Multi-agent Pickup and Delivery (MAPD) is a challenging industrial problem where a team of robots is tasked with transporting a set of tasks, each from an initial location and each to a specified target location. Appearing in the context of automated warehouse logistics and automated mail sortation, MAPD requires first deciding which robot is assigned what task (i.e., Task Assignment or TA) followed by a subsequent coordination problem where each robot must be assigned collision-free paths so as to successfully complete its assignment (i.e., Multi-Agent Path Finding or MAPF). Leading methods in this area solve MAPD sequentially: first assigning tasks, then assigning paths. In this work we propose a new coupled method where task assignment choices are informed by actual delivery costs instead of by lower-bound estimates. The main ingredients of our approach are a marginal-cost assignment heuristic and a meta-heuristic improvement strategy based on Large Neighbourhood Search. As a further contribution, we also consider a variant of the MAPD problem where each robot can carry multiple tasks instead of just one. Numerical simulations show that our approach yields efficient and timely solutions and we report significant improvement compared with other recent methods from the literature.

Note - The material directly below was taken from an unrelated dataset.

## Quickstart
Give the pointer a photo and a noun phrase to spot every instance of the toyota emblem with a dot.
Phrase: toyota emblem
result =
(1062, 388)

Anticipatory Vehicle Routing for Same-Day Pick-up and Delivery using Historical Data Clustering
J. van Lochem, M. Kronmueller, P. van 't Hof, J. Alonso-Mora. In Proc. IEEE Int. Conf. on Intelligent Transportation Systems (ITSC), 2020.

In this paper we address the problem of same-day pick-up and delivery where a set of tasks are known a priori and a set of tasks are revealed during operation. The vehicle routes are precomputed based on the known and predicted requests and adjusted online as new requests are revealed. We propose a novel anticipatory insertion method which incorporates a set of predicted requests to beneficially adjust the routes of a fleet of vehicles in real-time. Requests are predicted based on historical data, which is clustered in advance. We exploit inherent patterns of the demand, which are captured by historical data and include them in a dynamic vehicle routing solver based on heuristics and adaptive large neighborhood search. The proposed method is evaluated using numerical simulations on a variety of real-world problems with up to 1655 requests per day. Their degree of dynamism ranges from 0.70 to 0.93. These instances represent dynamic multi-depot pickup and delivery problems with time windows. The method has shown to require less driven kilometers than comparable methods.